RECORRENTE: MARIA ELISABETH BEZERRA SPOSITO Advogado do(a)
RECORRENTE: ANTONIO JOSE RAMOS XAVIER - PB8911-A
RECORRIDO: IPSEM INST DE PREV DOS SERVIDORES MUNIC DE C GRANDE Advogados do(a)

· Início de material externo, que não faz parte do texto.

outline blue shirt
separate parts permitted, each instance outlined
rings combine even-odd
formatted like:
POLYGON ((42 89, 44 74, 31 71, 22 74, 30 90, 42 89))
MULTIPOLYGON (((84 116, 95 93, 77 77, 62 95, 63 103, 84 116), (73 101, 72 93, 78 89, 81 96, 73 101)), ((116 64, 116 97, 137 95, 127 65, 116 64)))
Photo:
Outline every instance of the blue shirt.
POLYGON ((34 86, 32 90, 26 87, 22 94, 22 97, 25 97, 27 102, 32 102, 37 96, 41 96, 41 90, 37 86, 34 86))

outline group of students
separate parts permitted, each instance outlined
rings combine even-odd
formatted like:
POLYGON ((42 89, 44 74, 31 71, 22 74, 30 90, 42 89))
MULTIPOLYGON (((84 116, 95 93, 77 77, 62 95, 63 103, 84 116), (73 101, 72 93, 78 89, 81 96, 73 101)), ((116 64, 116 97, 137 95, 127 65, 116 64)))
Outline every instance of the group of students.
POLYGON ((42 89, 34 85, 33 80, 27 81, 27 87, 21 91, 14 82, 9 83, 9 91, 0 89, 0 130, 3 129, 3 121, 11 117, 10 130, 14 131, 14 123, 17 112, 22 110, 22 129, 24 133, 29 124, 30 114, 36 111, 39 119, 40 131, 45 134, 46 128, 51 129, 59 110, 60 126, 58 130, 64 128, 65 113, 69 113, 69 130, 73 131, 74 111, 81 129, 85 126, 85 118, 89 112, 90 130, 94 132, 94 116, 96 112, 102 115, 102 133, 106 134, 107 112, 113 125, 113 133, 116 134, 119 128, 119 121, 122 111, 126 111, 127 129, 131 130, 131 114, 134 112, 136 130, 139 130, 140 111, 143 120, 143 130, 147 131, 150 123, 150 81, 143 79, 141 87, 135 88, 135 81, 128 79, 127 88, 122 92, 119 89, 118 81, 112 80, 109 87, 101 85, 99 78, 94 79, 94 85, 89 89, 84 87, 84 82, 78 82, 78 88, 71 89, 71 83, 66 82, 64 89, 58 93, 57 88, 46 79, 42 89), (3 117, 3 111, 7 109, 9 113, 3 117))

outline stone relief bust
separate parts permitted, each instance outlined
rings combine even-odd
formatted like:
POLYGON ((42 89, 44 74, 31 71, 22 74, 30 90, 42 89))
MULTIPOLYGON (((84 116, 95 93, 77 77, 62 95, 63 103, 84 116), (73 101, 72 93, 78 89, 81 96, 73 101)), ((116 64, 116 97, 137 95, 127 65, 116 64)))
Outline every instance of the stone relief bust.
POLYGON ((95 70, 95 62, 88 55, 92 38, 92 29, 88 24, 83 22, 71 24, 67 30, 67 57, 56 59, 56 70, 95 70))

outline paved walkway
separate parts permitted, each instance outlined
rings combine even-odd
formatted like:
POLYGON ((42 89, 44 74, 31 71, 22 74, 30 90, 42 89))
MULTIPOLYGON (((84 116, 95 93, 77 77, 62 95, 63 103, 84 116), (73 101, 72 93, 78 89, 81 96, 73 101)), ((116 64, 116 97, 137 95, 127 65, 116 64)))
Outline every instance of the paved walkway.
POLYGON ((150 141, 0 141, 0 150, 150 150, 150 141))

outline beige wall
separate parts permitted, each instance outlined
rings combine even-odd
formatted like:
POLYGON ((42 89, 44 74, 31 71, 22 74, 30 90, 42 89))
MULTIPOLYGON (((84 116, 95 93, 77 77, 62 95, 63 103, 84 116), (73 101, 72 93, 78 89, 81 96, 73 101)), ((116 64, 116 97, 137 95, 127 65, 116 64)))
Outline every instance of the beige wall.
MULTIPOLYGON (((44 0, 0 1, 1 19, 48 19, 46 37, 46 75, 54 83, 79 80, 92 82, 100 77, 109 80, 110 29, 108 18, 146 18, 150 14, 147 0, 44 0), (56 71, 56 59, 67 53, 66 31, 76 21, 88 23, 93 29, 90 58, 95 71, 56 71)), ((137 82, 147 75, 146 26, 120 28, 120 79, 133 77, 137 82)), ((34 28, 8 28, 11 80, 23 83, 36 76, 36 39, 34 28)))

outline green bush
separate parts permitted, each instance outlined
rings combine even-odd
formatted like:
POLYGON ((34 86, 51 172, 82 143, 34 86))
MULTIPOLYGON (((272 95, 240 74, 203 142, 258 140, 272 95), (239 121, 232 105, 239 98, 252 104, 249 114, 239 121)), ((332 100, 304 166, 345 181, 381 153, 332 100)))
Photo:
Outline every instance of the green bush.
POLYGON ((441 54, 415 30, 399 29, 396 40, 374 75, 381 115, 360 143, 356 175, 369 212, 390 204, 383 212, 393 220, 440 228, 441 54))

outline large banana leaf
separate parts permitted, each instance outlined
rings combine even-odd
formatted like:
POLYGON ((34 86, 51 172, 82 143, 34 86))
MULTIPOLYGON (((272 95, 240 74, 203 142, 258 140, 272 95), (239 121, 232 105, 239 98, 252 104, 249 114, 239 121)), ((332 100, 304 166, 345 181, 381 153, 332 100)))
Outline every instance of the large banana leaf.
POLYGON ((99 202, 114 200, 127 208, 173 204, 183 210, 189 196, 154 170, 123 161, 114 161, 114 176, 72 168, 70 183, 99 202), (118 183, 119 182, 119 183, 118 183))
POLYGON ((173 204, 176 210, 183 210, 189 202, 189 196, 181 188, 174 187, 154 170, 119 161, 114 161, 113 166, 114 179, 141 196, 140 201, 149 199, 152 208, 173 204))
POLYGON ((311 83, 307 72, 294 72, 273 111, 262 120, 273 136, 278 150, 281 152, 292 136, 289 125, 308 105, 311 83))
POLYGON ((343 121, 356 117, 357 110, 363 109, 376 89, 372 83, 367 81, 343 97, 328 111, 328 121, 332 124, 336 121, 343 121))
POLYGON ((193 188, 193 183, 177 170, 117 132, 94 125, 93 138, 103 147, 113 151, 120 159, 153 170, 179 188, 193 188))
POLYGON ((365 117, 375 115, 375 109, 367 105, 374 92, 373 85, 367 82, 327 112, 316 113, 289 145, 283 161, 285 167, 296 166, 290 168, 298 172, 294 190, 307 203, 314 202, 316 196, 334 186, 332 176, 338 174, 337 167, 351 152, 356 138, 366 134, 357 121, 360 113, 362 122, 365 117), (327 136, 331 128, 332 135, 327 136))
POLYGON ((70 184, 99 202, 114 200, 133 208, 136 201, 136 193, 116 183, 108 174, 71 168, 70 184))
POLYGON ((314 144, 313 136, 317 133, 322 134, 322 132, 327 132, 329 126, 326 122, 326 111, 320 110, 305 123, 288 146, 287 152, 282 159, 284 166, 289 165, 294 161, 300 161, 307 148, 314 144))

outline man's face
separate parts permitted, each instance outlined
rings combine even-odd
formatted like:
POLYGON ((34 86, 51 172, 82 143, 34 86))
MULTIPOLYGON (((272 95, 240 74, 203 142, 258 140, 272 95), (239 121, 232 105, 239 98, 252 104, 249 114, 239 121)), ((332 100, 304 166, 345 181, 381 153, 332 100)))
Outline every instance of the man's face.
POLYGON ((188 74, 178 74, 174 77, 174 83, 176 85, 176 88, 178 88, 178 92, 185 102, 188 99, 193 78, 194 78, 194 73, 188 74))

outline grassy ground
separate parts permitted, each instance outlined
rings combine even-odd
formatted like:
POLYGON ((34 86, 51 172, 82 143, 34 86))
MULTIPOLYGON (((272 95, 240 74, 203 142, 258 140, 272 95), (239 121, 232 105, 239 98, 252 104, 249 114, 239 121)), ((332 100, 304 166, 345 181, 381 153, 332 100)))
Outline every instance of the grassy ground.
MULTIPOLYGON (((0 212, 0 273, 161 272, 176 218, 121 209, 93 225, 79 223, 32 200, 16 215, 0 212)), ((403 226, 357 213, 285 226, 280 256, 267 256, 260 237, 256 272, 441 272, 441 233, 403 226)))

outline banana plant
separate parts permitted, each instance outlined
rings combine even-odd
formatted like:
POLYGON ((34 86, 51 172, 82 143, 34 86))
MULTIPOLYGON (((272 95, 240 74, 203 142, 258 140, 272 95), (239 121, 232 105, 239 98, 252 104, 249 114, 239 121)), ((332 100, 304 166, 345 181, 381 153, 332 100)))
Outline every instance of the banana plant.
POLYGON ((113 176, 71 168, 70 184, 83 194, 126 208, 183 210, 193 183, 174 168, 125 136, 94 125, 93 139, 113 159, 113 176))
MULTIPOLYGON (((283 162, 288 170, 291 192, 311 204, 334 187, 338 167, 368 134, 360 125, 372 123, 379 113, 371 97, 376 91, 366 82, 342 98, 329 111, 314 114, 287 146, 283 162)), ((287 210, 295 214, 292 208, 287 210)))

RECORRIDO: AUGUSTO BENJAMIN CHALEGRE SANTOS - PE55152-A, FLORIANO DE PAULA MENDES BRITO JUNIOR - PB12176-A, JULIANA DE MEDEIROS ARAUJO SALVIA - PB15887-A ACÓRDÃO EMENTA: AÇÃO DE RECOMPOSIÇÃO DE NIVEIS C/C REVISÃO DE PROVENTOS E DIFERENÇAS DE PARCELAS EM ATRASOS. SERVIDORA APOSENTADA DO MUNICÍPIO DE CAMPINA GRANDE. REVISÃO DE APOSENTADORIA FUNDADA EM PROGRESSÕES FUNCIONAIS POR TEMPO DE SERVIÇO. SERVIDORA ADMITIDA SEM CONCURSO PÚBLICO EM 1979. ESTABILIDADE EXTRAORDINÁRIA. PROGRESSÃO FUNCIONAL RESTRITA AOS SERVIDORES EFETIVOS. AUSÊNCIA DE DIREITO À REVISÃO. SENTENÇA MANTIDA. RECURSO CONHECIDO E DESPROVIDO.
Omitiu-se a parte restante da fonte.